Manufacturers of hearing aids, Schildhorn said, make extensive use of 3-D printing for 95 percent of all in-the-ear units to create unique, custom-fit devices. “It is one of the few industries where 3-D printing has had a pervasive impact,” he said. “It doesn’t make sense to do it the way they used to.”

Other medical devices and products can be created with this technology. Bespoke Innovations, a San Francisco-based unit of 3D Systems, uses it to craft prosthetic limbs. “They can scan someone’s [other] leg or arm, match that geometry, and produce something that expresses their personal taste,” he said.

For now, 3-D printing is not quite mainstream. Bbut that could change if the technology advances as more money goes into this space. Shapeways plans to use its latest funding to build more factories, continue to develop its technology, and increase access to 3-D printing for consumers.

Last October, Shapeways opened a factory in Long Island City, with the facility still being built out. “We intend to expand it to have 30 to 50 industrial grade 3-D printers making over a million parts on a yearly basis,” Weijmarshausen said. The company also has a factory in the Netherlands and plans to set up more to bring production as close as possible to customers.

Shapeways receives about 60,000 new designs each month, Weijmarshausen said, and has made more than 1 million different products. “I remember the early days when I was happy I had three designs I could print,” he said.

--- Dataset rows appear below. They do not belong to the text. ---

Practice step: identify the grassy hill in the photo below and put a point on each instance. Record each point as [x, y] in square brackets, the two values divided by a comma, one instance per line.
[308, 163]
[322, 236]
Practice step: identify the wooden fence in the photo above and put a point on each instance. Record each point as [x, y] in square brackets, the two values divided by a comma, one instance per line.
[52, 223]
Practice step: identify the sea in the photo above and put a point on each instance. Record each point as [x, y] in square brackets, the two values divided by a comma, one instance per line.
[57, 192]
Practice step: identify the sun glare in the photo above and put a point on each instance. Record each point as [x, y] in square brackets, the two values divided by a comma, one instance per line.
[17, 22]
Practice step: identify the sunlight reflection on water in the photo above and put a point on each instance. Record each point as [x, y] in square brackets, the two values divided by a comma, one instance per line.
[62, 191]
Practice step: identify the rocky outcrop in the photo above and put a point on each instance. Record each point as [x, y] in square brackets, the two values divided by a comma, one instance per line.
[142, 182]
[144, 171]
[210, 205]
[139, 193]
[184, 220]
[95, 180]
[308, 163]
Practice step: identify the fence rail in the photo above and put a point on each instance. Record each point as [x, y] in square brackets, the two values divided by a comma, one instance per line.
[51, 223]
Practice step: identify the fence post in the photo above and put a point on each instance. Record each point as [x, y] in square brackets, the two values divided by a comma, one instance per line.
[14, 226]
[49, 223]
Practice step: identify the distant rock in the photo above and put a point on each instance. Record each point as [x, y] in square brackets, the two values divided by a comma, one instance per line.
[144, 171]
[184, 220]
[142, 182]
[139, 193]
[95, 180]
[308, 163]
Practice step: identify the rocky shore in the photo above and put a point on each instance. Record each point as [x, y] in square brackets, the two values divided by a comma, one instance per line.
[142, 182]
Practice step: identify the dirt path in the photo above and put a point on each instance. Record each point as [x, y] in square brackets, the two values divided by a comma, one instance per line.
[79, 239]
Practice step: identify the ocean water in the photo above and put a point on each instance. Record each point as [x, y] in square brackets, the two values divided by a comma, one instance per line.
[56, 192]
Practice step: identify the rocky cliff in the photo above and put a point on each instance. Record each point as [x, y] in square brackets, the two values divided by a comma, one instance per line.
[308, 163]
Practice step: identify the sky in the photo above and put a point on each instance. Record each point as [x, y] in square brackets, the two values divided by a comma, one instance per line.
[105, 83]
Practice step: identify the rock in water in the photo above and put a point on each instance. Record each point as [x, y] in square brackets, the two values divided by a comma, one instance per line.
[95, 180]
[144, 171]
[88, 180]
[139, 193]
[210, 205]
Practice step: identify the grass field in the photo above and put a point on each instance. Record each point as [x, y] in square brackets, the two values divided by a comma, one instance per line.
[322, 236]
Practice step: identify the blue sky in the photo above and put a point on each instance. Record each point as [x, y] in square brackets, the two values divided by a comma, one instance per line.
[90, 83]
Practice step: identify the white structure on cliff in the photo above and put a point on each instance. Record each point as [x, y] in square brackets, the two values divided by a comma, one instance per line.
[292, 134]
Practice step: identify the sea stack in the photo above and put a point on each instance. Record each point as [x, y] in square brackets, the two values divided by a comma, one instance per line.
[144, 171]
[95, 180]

And the designs are getting increasingly unique. Weijmarshausen said users can connect their accounts on SoundCloud, an audio website, to Shapeways. One of SoundCloud’s features is the graphic depiction of audio tracks as waveforms, which can be used in 3-D printing. “The wave that SoundCloud is known for, the expression of the sound visually, becomes the back plate of your iPhone case,” he said.

Designers have the chance, he said, through 3-D printing to become entrepreneurs much like the way engineers can launch their own websites to distribute software and collaborate with others.

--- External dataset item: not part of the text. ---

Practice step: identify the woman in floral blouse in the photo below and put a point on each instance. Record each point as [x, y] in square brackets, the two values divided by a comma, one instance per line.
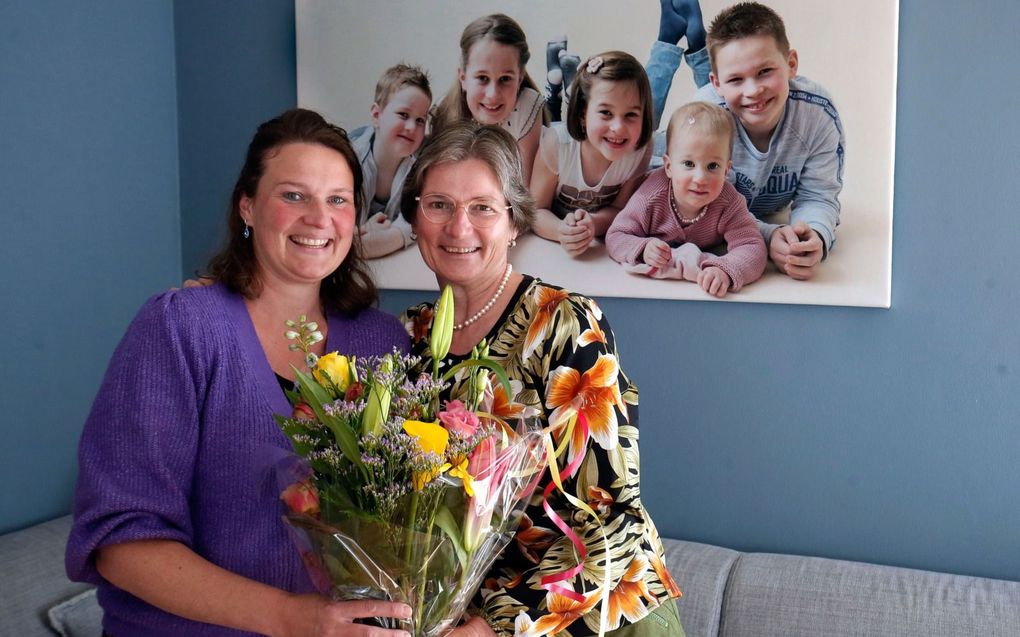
[467, 203]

A chess set available through Shapeways.

Weijmarshausen said the technology helps designers skip some of the usual stages of production, such as creating a prototype, patenting their items, gathering money, finding a manufacturer, and trying to get the item on retail shelves. “Then you’d have to hope the product resonates with the audience you had in mind,” he said.

Setting up shop online through Shapeways, he said, makes it possible for designers to move much faster. Jewelry designers, for example, can quickly feature their creations online. As Shapeways adds more materials to its offerings, Weijmarshausen sees the chance to shake up various markets where customization is a desirable.

“It’s now possible, using 3-D printing, to make silver in a quality I call jewelry-grade silver,” he said. In some cases, he said, it is hard to distinguishing jewelry made through 3-D printing from what is found in stores.

Weijmarshausen said the mechanics of 3-D printing make it easier to set up production facilities near customers, cutting down costs and the time to ship products. He also believes the technology, when brought up to scale, could drive the return of an often outsourced industry to these shores.

“You don’t need to go to a country that is known for being very cheap for manufacturing,” he said.